FISH, RUNX1T1/RUNX1 (ETO/AML1), Translocation (8;21), TC

Test Code

37880

Preferred Specimen

3 - 5 mL bone marrow or whole blood collected in sodium heparin (green-top), (royal blue-top) or lead-free (tan-top) tube

Minimum Volume

1 mL

Instructions

Specimen viability decreases during transit. Send specimen to testing lab for viability.

Transport Temperature

Room temperature

Specimen Stability

Room temperature: See Instructions
Refrigerated: See Instructions
Frozen: Unacceptable

Methodology
Fluorescence In-Situ Hybridization (FISH)

FDA Status
This test was developed and its analytical performance characteristics have been determined by Quest Diagnostics. It has not been cleared or approved by the U.S. Food and Drug Administration. The FDA has determined that such clearance or approval is not necessary. This assay has been validated pursuant to the CLIA regulations and is used for clinical purposes.

Setup Schedule

A.M. Sets up 7 days a week.

Report Available

Reports in 5 to 7 days.

Clinical Significance

This test is performed to detect the RUNX1T1 (ETO;8q22) and RUNX1 (AML1;21q22), translocation t(8;21), by FISH (fluorescence in situ hybridization). This assay is useful for diagnosis of acute myeloid leukemia (AML) with RUNX1T1/RUNX1 (ETO/AML1) gene fusion.

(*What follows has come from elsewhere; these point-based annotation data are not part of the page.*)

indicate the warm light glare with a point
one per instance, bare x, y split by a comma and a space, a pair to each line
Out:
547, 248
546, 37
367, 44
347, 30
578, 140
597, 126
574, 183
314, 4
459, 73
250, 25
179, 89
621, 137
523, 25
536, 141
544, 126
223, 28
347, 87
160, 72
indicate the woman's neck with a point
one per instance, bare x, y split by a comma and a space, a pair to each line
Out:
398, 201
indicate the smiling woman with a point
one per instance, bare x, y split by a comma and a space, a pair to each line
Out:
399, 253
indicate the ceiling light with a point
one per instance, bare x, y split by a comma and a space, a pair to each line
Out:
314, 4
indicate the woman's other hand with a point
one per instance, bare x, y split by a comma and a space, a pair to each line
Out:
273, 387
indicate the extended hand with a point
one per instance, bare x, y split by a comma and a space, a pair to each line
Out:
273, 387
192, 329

The CPT Codes provided in this document are based on AMA guidelines and are for informational purposes only. CPT coding is the sole responsibility of the billing party. Please direct any questions regarding coding to the payor being billed. Any Profile/panel component may be ordered separately. Reflex tests are performed at an additional charge.